The advent of the Internet of things (IoT) and smart cities has seen billions of video sensors deployed worldwide, generating massive amounts of data. Through the use of AI, that data can be turned into rich insights in areas such as traffic optimization for roadways, retail analytics, and smart parking.
DeepStream enables developers to design and deploy efficient and scalable AI applications. With the latest release of the DeepStream SDK 3.0, developers can take intelligent video analytics (IVA) to a whole new level to create flexible and scalable edge-to-cloud AI-based solutions.
Go beyond single camera perception to add analytics that combine insights from thousands of cameras spread over wide areas. Generate situational awareness over large scale physical infrastructures such as underground parking garages, malls, campuses, and city-wide road networks.
This post describes a reference implementation to achieve area-wide situational awareness. It combines DeepStream 3.0 for perception with data analytics in a flexible, scalable manner.

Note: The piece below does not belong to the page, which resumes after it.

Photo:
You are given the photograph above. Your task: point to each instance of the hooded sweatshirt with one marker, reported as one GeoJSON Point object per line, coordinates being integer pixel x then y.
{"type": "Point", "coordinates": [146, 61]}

From Single Camera Perception to Wide Area Situational Awareness
The need to aggregate perceptual analysis from multiple cameras placed at different locations has been rapidly growing. Using multi-camera setups to sense the environment through different points of view helps us understand the overall activity, behavior, and changes in that environment. For example, you could outfit a parking garage with hundreds of cameras to detect empty spots and efficiently guide vehicles to them. Or imagine a large mall or stadium with thousands of cameras that need to be collectively analyzed to understand flows, utilization behavior, bottlenecks, and anomalies. These scenarios would likely also involve other sensors that need to be observed and analyzed in conjunction with the camera in order to best extract business insights.

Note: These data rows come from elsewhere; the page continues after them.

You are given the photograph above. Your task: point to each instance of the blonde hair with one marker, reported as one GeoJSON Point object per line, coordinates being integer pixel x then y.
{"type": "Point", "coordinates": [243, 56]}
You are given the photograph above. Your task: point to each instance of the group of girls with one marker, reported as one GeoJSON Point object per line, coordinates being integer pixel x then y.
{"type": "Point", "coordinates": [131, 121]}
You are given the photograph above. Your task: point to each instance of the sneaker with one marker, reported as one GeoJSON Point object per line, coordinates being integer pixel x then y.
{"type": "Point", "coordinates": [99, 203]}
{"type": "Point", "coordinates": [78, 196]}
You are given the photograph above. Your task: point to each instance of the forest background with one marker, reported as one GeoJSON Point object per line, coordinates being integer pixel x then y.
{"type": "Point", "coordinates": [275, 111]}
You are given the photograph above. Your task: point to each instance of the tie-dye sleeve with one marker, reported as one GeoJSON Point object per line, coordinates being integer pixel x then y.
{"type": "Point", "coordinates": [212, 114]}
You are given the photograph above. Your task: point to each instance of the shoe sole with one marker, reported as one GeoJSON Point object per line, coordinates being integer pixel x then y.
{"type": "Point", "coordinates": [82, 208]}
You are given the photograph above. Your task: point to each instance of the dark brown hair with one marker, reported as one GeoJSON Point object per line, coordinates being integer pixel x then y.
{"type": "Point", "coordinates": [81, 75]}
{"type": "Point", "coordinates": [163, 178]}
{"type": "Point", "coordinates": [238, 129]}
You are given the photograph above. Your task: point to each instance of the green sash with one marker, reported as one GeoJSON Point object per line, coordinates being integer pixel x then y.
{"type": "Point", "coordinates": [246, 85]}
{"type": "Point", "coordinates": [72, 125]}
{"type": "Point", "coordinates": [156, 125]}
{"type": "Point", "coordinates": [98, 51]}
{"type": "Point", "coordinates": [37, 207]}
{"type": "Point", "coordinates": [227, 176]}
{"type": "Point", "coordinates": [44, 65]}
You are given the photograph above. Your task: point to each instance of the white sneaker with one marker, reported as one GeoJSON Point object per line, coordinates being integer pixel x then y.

Solutions for area-wide insights by fusing AI-enabled perception requires:
- Logging all sensor and perception metadata with time and location of events
- Counting the number of objects through regions of interest
- Detecting irregularities and anomalies in the appearance and movement of objects
- Examining the data against rules or policies
- Monitoring key performance indicators through dashboards
- Generating real-time alerts and control
To enable the above capabilities, the analytics architecture needs to address the following requirements:
- Logging all metadata from distributed sensors and processing units
- Common schema for communications
- Low latency stream processing
- Unstructured data stores
- Batch analysis
- REST APIs
- Deliver metadata and data on demand
The architecture described below can be used to achieve all the above objectives. It enables flexible deployment topology including private cloud, public cloud, and hybrid cloud. The reference implementation of this architecture uses the example of a garage deployment with several hundred cameras.
Figure 1 shows the architecture to build distributed and scalable end-to-end IVA solutions.
This architecture seamlessly integrates DeepStream-enabled perception capabilities with cloud or on-premise streaming and batch data analytics to build end-to-end solutions. The data analytics backbone connects to DeepStream applications through a distributed messaging fabric. DeepStream 3.0 now offers two new plugins for converting metadata. One plugin converts metadata into a description schema. The other takes care of protocol adaptation for edge servers to send messages to brokers such as Kafka, MQTT, and RabbitMQ. The components are:
Message broker. The message broker allows multiple distributed sensors and edge servers, which could be running independent DeepStream perception pipelines, to communicate with the analytics backbone.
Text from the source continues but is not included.